Bank of Israel released survey conducted by the Israeli Bureau of Statistics showing that employment rate in the haredi sector increased from 38% in 2009 to 45% in 2011.
The highest employment growth was recorded in the business sector.
For the purposes of the survey, a haredi household is defined as such if one of the household members earned his latest education at an advanced haredi yeshiva. This definition includes graduates of non-haredi yeshivot such as yeshivot hesder and excludes those who have studied at other educational institutions after completing their yeshiva studies.
The rate of haredi employment in the business sector is especially low compared with other Jewish employees, while the public sector (public administration, education etc') also faces low haredi employment rates, with less than a third of employees defined as haredim.
The government set a goal to increase the employment rate of haredi males from 40% in 2008 to 63% by 2020, however the Bank of Israel noted that in order to integrate haredim in the Israeli economy, there is a need for a substantial increase in haredi employment rates in the business sector.
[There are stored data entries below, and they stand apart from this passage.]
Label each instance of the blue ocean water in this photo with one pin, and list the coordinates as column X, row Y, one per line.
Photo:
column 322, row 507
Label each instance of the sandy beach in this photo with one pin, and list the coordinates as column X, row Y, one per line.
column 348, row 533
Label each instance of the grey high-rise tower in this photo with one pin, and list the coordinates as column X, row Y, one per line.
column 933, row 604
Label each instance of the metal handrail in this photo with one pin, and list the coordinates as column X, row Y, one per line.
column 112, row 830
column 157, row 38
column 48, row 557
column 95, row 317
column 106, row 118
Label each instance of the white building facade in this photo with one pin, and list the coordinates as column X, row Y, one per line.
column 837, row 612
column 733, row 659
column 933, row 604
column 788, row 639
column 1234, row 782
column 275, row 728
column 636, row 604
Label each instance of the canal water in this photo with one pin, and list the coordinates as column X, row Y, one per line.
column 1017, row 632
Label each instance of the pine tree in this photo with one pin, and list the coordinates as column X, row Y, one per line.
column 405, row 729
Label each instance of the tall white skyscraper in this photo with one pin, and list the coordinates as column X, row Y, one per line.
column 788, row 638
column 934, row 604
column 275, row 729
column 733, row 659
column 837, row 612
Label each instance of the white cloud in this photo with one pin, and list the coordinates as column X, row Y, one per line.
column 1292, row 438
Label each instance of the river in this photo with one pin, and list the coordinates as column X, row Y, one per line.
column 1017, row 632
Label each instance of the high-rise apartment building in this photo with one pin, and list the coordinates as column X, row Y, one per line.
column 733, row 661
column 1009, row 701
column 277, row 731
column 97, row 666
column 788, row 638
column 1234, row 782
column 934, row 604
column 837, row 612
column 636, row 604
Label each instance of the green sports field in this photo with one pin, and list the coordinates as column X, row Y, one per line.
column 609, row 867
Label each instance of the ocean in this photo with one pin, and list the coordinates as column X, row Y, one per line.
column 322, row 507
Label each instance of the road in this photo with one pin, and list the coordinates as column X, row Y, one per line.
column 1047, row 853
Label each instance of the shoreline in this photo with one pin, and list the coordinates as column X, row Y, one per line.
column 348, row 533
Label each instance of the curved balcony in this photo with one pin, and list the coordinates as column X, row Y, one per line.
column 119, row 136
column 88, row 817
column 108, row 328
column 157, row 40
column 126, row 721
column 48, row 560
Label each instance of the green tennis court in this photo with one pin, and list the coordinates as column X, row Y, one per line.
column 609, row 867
Weekly working hours among haredi employees is significantly lower than other Jewish employees, which results in lower wages and makes it difficult for their household to break the cycle of poverty.
The Bank of Israel stated that the data shown in the survey is the first such indication of a swift increase in employment rates among haredim. However, it stated that the figures might be inflated due to the identification method of haredi households used by the survey.
Only additional data from other sources and future surveys will be able to determine whether indeed there is a historic shift taking place in the employment patterns of the haredi population, stated the bank.